Agreed, minimizing the overhead for the common !net_swap case has been
my goal.

> 5/ swapfile/swap_out/swap_in
> 
>   So that a filesystem (e.g. NFS) can know when to set SK_MEMALLOC on
>   any network socket that it uses, and can know when to account
>   reserve memory carefully, new address_space_operations are
>   available.
>   "swapfile" requests that an address space (i.e a file) be make ready
>   for swapout.  swap_out and swap_in request the actual IO.  They
>   together must ensure that each swap_out request can succeed without
>   allocating more emergency memory that was reserved by swapfile.

Miklos kindly provided code to slightly out-date this piece, but not in
a conceptual manner.

I've already heard interest from other people to use these hooks to
provide swap on other non-block filesystems such as jffs2, logfs and the
like.

> Thanks for reading this far.  I hope it made sense :-)

It does, and I hope it does so for more people.

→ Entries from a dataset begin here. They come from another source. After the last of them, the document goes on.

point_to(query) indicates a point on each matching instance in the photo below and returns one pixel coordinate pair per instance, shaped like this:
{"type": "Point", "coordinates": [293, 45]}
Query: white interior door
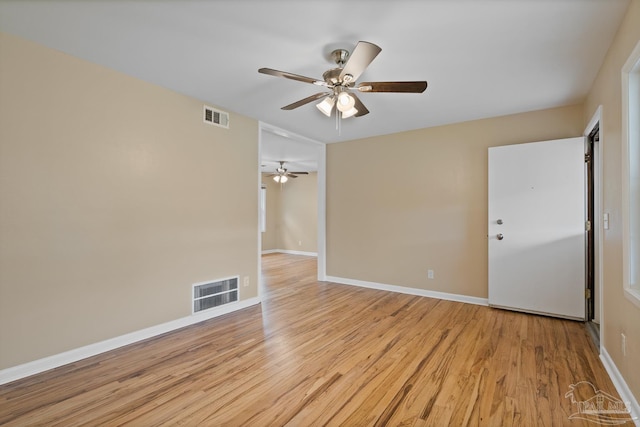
{"type": "Point", "coordinates": [536, 227]}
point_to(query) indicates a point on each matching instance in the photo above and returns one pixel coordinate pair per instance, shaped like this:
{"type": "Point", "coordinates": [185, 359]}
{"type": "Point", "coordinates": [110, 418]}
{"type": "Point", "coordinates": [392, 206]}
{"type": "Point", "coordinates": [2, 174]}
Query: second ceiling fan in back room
{"type": "Point", "coordinates": [282, 175]}
{"type": "Point", "coordinates": [341, 83]}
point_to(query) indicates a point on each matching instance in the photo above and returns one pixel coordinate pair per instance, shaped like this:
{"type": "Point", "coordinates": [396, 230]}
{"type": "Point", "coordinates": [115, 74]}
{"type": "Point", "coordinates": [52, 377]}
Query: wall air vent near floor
{"type": "Point", "coordinates": [213, 294]}
{"type": "Point", "coordinates": [216, 117]}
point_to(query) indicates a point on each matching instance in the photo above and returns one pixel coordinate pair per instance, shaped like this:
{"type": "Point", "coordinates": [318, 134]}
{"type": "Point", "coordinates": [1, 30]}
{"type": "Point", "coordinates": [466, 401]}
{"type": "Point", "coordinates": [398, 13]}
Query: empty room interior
{"type": "Point", "coordinates": [452, 237]}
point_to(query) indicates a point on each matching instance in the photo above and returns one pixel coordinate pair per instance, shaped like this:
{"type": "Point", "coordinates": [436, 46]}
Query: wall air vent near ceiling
{"type": "Point", "coordinates": [216, 117]}
{"type": "Point", "coordinates": [213, 294]}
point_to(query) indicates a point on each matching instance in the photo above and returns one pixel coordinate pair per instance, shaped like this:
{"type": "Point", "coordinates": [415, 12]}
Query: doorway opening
{"type": "Point", "coordinates": [593, 214]}
{"type": "Point", "coordinates": [299, 153]}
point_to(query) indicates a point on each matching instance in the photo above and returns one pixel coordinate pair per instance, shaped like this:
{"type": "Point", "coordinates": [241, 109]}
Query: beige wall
{"type": "Point", "coordinates": [114, 201]}
{"type": "Point", "coordinates": [401, 204]}
{"type": "Point", "coordinates": [292, 214]}
{"type": "Point", "coordinates": [620, 315]}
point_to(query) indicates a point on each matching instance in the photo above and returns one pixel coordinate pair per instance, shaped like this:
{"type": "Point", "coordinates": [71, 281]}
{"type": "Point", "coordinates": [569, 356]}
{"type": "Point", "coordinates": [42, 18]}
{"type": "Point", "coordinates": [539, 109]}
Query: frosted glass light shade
{"type": "Point", "coordinates": [326, 105]}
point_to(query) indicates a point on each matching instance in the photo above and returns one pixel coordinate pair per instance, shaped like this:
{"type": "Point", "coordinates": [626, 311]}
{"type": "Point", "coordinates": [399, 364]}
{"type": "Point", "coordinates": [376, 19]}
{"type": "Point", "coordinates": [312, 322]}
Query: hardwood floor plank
{"type": "Point", "coordinates": [318, 353]}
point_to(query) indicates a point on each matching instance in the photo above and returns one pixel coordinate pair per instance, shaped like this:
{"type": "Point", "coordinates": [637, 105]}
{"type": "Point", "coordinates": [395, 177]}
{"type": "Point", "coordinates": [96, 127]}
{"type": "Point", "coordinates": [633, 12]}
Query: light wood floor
{"type": "Point", "coordinates": [317, 353]}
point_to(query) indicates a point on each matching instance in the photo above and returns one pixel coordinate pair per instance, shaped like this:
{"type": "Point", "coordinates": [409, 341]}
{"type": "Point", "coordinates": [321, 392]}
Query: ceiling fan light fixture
{"type": "Point", "coordinates": [326, 106]}
{"type": "Point", "coordinates": [346, 102]}
{"type": "Point", "coordinates": [349, 113]}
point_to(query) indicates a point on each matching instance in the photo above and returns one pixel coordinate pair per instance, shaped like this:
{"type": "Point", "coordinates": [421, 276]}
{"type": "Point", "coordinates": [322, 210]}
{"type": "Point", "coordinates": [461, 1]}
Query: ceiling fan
{"type": "Point", "coordinates": [282, 175]}
{"type": "Point", "coordinates": [341, 82]}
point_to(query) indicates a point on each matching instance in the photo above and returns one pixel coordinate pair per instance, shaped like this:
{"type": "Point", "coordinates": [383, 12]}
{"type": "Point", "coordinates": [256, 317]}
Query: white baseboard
{"type": "Point", "coordinates": [57, 360]}
{"type": "Point", "coordinates": [410, 291]}
{"type": "Point", "coordinates": [285, 251]}
{"type": "Point", "coordinates": [621, 386]}
{"type": "Point", "coordinates": [270, 251]}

^ permalink raw reply	[flat|nested] 73+ messages in thread

* Re: [PATCH 00/28] Swap over NFS -v16
  2008-03-07 11:17               ` Peter Zijlstra
@ 2008-03-07 11:55                 ` Peter Zijlstra
  2008-03-10  5:15                 ` Neil Brown
  1 sibling, 0 replies; 73+ messages in thread
From: Peter Zijlstra @ 2008-03-07 11:55 UTC (permalink / raw)
  To: Neil Brown
  Cc: Andrew Morton, Linus Torvalds, linux-kernel, linux-mm, netdev,
	trond.myklebust, Pekka Enberg

On Fri, 2008-03-07 at 12:17 +0100, Peter Zijlstra wrote:

> That would be so if the whole path from RX to socket demux would have
> hard-irqs disabled. However I didn't see that. Moreover I think the
> whole purpose of the NetPoll interface is to allow some RX queueing to
> cut down on softirq overhead.

s/NetPoll/NAPI/

More specifically look at net/core/dev.c:netif_rx()
It has a input queue per device.

> >   2/ If the host is routing network packets, then incoming packets
> >      might go on an outbound queue.  Is this space limited?  and
> >      included in the reserve?
> 
> Not sure, somewhere along the routing code I lost it again. Constructive
> input from someone versed in that part of the kernel would be most
> welcome.

To clarify, I think we just send it on as I saw no reason why that could
fail. However the more fancy stuff like engress or QoS might spoil the
party, that is where I lost track.



^ permalink raw reply	[flat|nested] 73+ messages in thread

* Re: [PATCH 00/28] Swap over NFS -v16
  2008-03-07 11:17               ` Peter Zijlstra
  2008-03-07 11:55                 ` Peter Zijlstra
@ 2008-03-10  5:15                 ` Neil Brown
  2008-03-10  9:17                   ` Peter Zijlstra
  1 sibling, 1 reply; 73+ messages in thread
From: Neil Brown @ 2008-03-10  5:15 UTC (permalink / raw)
  To: Peter Zijlstra
  Cc: Andrew Morton, Linus Torvalds, linux-kernel, linux-mm, netdev,
	trond.myklebust, Pekka Enberg

On Friday March 7, a.p.zijlstra@chello.nl wrote:
> Hi Neil,
> 
> I'm so glad you are working with me on this and writing this in human
> English. It seems to be my eternal short-comming to communicate my ideas
> clearly :-/. Thanks for your effort!

:-)
It always helps to have a second brain with a different perspective.


> 
> On Fri, 2008-03-07 at 14:33 +1100, Neil Brown wrote:
> > 
> > [I don't find the above wholly satisfying.  There seems to be too much
> >  hand-waving.  If someone can provide better text explaining why
> >  swapout is a special case, that would be great.]
> 
> Anonymous pages are dirty by definition (except the zero page, but I
> think we recently ditched it). So shrinking of the anonymous pool will
> require swapping.

Well, there is the swap cache.  That's probably what I was thinking of
when I said "clean anonymous pages".  I suspect they are the first to
go!

> 
> It is indeed the last refuge for those with GFP_NOFS. Allong with the
> strict limit on the amount of dirty file pages it also ensures writing
> those out will never deadlock the machine as there are always clean file
> pages and or anonymous pages to launder.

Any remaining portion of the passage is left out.